A Medical and Ethical Perspective
As a physician, I see domestic violence not only as a social issue but as a public health emergency. Victims of abuse have higher rates of chronic illness, depression, substance use, pregnancy complications, and even premature death. Children who witness abuse suffer trauma that echoes for decades.
As an ethicist, I see it as a question of responsibility. If we believe that every human life has dignity, then looking away is not neutral. It is complicity.
There’s an old saying: “What you permit, you promote.” When we ignore domestic violence, we allow it to grow.

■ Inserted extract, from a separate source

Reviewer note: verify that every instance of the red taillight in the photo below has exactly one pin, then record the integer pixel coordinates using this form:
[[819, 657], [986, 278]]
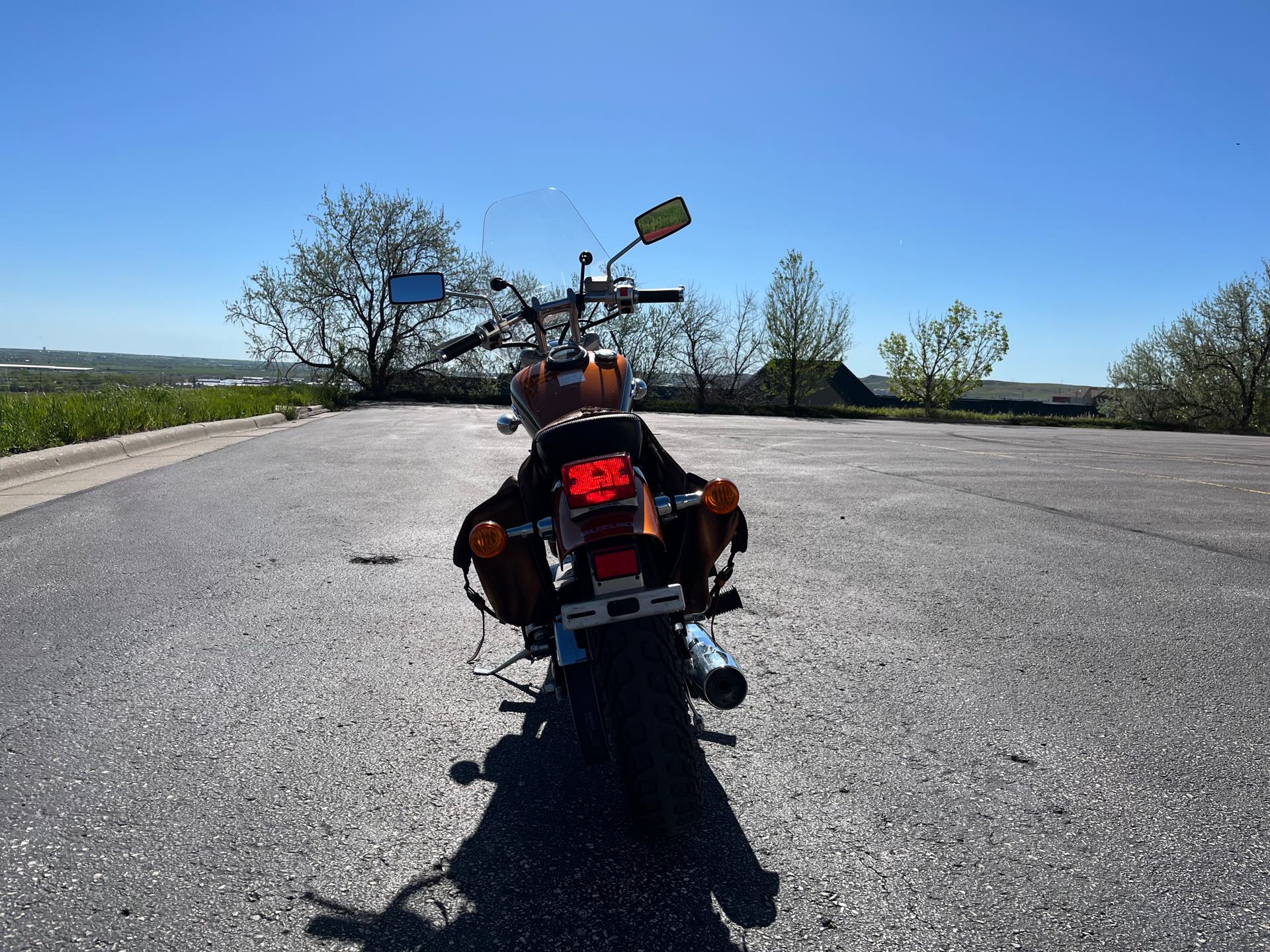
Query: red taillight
[[615, 564], [606, 479]]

The Physician’s Duty to Screen
For us as doctors—and especially as obstetricians—there is an added responsibility. Pregnancy is often one of the few times women have regular contact with the health system, making it a critical window to identify abuse. Guidelines recommend routine, confidential screening for domestic violence at prenatal visits. But screening alone is not enough. We must also be prepared to respond: to know what resources exist locally, to offer referrals discreetly, and to understand how to document injuries safely. Asking the right questions and acting on the answers can be the first step in breaking the cycle of violence.

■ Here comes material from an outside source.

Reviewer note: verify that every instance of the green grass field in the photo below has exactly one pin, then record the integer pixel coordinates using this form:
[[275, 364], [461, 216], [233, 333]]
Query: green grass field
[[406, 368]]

Practical Steps You Can Take
Call 911 if you see violence in progress. Even if you’re unsure, let professionals assess the situation.
Offer support if safe. A quiet word—“I’m concerned about you, you don’t deserve this”—can plant a seed.

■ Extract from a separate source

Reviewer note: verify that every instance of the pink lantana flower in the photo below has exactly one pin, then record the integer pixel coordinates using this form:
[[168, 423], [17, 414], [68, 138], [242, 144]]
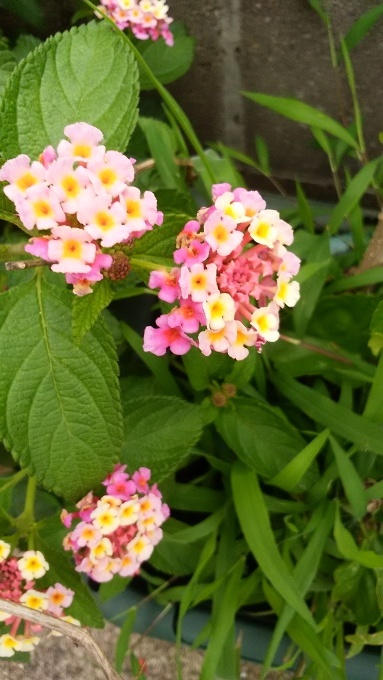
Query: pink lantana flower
[[158, 340], [72, 250]]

Document what you witness. Write down dates, times, descriptions. This may later help in court.
Share resources. The National Domestic Violence Hotline (1-800-799-SAFE) is available 24/7 in the U.S.
Advocate in your community. Support shelters, speak openly, break the taboo of silence.
Additional Steps for Physicians
Screen routinely and privately. Ask open but direct questions at every prenatal visit, away from partners or family. Examples: “Do you feel safe at home?” or “Has anyone ever hurt, threatened, or controlled you in ways that make you feel afraid?”
Document carefully. Record injuries, statements, and observations in the medical chart using the patient’s own words. Avoid judgmental language.
Ensure safety in the office. Never hand written information to a patient if their abuser may find it. Offer discreet resource cards that can be hidden, or provide hotline numbers verbally.
Know local resources. Be ready with referrals to shelters, hotlines, and legal aid. Or social work in your institution. If possible, establish a relationship with local domestic violence programs.
Respect autonomy. Offer support and options, but remember: forcing action can increase danger. The goal is to empower, not dictate.
Learn your legal obligations. Laws vary by state regarding mandatory reporting. Know when you must report and when you can offer confidential support.
What I Learned from Testifying
When I testified at the trial, I looked at the empty chair where that woman should have been. I thought of her family. I thought of the moment I saw her still alive.
Did my call save her? No. But did my call matter? Yes.
It mattered for justice. It mattered for accountability. It mattered because the system cannot work without witnesses willing to speak.
And perhaps it matters for the next woman whose neighbor, passerby, or stranger chooses to pick up the phone instead of walking away.
Reflection
Domestic violence is not a private matter. It is not “just a fight.” It is not something to ignore out of politeness or fear. It is a life-and-death issue hiding in plain sight on our streets, in our apartment buildings, in our hospitals, in our families.
The day I testified, I asked myself a question I now pose to you:
When you see violence, will you be a silent witness—or a voice that might save a life?
Will you as a doctor routinely screen your patients for domestic violence as you should and ask the right questions?